Scheduling Data Import Agents

There are a few moving parts behind the scenes related to scheduling and FTP Agents. Here is what is physically happening behind the scenes, so that you'll know what "levers to pull":

  1. When you create or edit an FTP Agent on the Agents screens, you are able to define a Schedule for that agent.
  2. However, the background process that performs FTP access and subsequent data loading work, DataImport.Server.TransformLoad.exe, does not run automatically. When DataImport.Server.TransformLoad.exe is executed, it checks the current time vs the defined schedule for the FTP Agents, and determines from that whether work is due. If work is due by that Schedule check, it then contacts the FTP server to copy over any new files, and then performs the work to import them into the ODS per the defined mappings. (In other words, if no Schedule is defined, no FTP imports will take place. Likewise if a Schedule is defined but TransformLoad is never run, no FTP imports will take place.)

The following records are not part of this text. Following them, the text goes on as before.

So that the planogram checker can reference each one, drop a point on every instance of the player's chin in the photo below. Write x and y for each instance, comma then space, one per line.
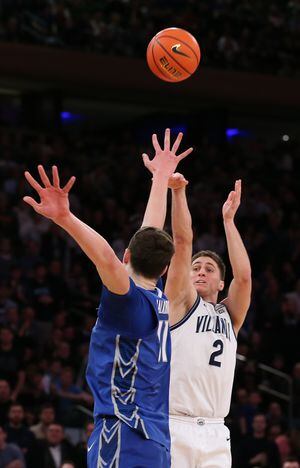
200, 287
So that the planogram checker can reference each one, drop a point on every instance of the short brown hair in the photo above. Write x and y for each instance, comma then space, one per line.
215, 257
151, 251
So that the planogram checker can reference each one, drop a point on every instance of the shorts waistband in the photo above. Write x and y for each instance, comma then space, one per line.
197, 420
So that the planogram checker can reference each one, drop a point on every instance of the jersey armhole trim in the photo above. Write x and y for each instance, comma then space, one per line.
188, 314
224, 305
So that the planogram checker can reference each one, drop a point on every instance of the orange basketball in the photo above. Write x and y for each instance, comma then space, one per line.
173, 54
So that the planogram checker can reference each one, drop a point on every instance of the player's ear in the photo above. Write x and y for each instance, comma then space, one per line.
126, 256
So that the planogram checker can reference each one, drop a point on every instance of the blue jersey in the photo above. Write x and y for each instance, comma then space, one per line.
129, 361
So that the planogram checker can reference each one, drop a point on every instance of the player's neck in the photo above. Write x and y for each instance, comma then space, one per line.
141, 281
211, 298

  3. For users that want to use FTP Agents for a frequent file drop, then, you may want to set up a Windows scheduled task to run DataImport.Server.TransformLoad.exe daily, for instance. That, combined with a Schedule on the Agent, would allow for a "hands off" frequent upload.
  4. However, note that in point 2 above  DataImport.Server.TransformLoad.exe contacts the FTP server for "new" files. It is looking for file names that have not been previously imported. The intent here is to protect implementations from an unintentional daily bulk import of the same data over and over again without realizing that's what they'd opted into. So, for users who really do want to use an FTP drop for frequent imports of new CSV content, you'd want to use a naming convention such as a timestamped file name: 2020-07-22-assessments.csv. This is why the FTP agent allows you to specify a wildcard File Pattern for the files to fetch.